Request Rate
1,234
req/sec
Web server logs are your primary window into server behavior. Without proper logging, debugging issues becomes guesswork. With good logging, you can answer questions like:
Web servers typically maintain two types of logs:
| Log Type | Purpose | When to Check |
|---|---|---|
| Access Log | Records every request: who, what, when | Traffic analysis, debugging, security audits |
| Error Log | Records problems and failures | When something breaks, startup issues |
Here's a typical access log entry. Let's break it down:
| Field | Value | Meaning |
|---|---|---|
| Client IP | 192.168.1.100 |
Who made the request |
| Identity | - |
RFC 1413 ident (rarely used) |
| User | john |
Authenticated username (or -) |
| Timestamp | [15/Nov/2024:14:32:18 +0000] |
When the request completed |
| Request | "GET /products/widget HTTP/1.1" |
Method, path, protocol |
| Status | 200 |
HTTP response code |
| Size | 4523 |
Response body size in bytes |
| Referer | "https://example.com/" |
Page that linked here |
| User-Agent | "Mozilla/5.0..." |
Client software identification |
The web has standardized log formats that tools understand universally:
The original Apache format—minimal but universal:
%h %l %u %t "%r" %>s %b
CLF plus referer and user-agent—the most common format:
%h %l %u %t "%r" %>s %b "%{Referer}i" "%{User-Agent}i"

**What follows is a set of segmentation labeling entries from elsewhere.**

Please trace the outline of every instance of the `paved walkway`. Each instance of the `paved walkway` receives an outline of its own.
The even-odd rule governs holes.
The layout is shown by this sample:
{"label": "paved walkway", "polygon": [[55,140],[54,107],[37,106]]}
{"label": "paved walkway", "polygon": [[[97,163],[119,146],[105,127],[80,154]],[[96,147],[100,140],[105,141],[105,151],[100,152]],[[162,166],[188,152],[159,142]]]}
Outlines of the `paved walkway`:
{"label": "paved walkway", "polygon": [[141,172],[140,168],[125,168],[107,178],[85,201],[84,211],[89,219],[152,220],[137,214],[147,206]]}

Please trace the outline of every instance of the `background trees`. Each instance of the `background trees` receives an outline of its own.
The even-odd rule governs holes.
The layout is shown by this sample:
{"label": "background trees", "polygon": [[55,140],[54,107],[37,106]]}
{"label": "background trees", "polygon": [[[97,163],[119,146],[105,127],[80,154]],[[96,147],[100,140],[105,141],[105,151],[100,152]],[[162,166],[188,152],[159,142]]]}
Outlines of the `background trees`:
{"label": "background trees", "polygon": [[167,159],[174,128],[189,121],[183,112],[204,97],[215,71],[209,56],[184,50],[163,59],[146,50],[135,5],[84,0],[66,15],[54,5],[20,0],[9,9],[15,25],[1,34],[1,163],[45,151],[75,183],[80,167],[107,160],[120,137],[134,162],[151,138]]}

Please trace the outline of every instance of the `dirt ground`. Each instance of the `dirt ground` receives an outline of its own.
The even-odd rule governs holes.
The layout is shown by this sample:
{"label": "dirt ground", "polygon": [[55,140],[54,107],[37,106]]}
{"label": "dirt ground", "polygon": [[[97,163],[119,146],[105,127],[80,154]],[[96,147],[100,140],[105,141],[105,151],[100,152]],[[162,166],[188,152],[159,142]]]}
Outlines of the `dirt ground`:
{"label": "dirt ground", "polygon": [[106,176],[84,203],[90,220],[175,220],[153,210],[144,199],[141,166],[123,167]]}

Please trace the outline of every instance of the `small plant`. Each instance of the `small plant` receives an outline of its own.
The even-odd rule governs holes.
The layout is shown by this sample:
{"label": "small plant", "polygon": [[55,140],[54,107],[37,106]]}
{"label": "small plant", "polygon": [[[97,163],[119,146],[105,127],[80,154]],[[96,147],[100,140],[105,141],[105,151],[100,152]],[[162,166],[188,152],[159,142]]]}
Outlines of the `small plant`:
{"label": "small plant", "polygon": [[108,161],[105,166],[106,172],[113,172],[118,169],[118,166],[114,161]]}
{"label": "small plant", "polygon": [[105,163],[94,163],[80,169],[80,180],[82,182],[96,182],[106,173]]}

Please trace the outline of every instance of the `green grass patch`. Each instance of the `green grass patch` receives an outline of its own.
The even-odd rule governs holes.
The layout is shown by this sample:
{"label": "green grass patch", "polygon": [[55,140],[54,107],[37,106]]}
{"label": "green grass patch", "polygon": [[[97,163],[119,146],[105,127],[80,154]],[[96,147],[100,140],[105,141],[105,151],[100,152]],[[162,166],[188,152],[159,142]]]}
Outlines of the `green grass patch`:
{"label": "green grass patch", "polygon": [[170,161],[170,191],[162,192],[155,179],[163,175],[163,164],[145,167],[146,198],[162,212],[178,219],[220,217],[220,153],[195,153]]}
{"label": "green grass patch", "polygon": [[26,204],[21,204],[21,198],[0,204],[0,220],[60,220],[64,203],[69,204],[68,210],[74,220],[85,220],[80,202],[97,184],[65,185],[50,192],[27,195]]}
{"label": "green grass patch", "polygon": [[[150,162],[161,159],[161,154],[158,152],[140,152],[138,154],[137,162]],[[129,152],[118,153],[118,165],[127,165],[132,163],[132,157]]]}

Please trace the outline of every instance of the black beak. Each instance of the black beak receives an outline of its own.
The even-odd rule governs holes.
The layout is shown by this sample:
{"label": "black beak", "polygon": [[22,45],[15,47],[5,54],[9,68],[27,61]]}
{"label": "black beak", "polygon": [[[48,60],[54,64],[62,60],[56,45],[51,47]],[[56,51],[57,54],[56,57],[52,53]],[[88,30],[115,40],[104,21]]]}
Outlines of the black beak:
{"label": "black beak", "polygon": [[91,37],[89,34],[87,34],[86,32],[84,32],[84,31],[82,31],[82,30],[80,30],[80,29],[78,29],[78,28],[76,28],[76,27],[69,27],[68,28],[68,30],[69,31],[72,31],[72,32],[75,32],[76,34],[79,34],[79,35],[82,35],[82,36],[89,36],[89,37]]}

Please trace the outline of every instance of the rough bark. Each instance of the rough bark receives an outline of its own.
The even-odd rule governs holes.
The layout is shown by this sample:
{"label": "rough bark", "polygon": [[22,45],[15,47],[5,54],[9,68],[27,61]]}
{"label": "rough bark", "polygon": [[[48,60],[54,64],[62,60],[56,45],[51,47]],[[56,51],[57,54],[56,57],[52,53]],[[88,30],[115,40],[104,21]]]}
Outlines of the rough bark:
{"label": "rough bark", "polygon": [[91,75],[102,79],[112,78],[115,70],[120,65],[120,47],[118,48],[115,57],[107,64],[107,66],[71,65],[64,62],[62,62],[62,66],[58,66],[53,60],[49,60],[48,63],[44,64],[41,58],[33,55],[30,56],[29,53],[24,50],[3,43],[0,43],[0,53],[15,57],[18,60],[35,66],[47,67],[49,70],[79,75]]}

Modern systems prefer structured JSON for easier parsing:
{
"timestamp": "2024-11-15T14:32:18.123Z",
"client_ip": "192.168.1.100",
"method": "GET",
"path": "/products/widget",
"status": 200,
"bytes": 4523,
"duration_ms": 45,
"referer": "https://example.com/",
"user_agent": "Mozilla/5.0..."
}
JSON logs are easier to parse programmatically, can include arbitrary fields, and integrate better with modern log aggregation tools like Elasticsearch, Loki, and Datadog.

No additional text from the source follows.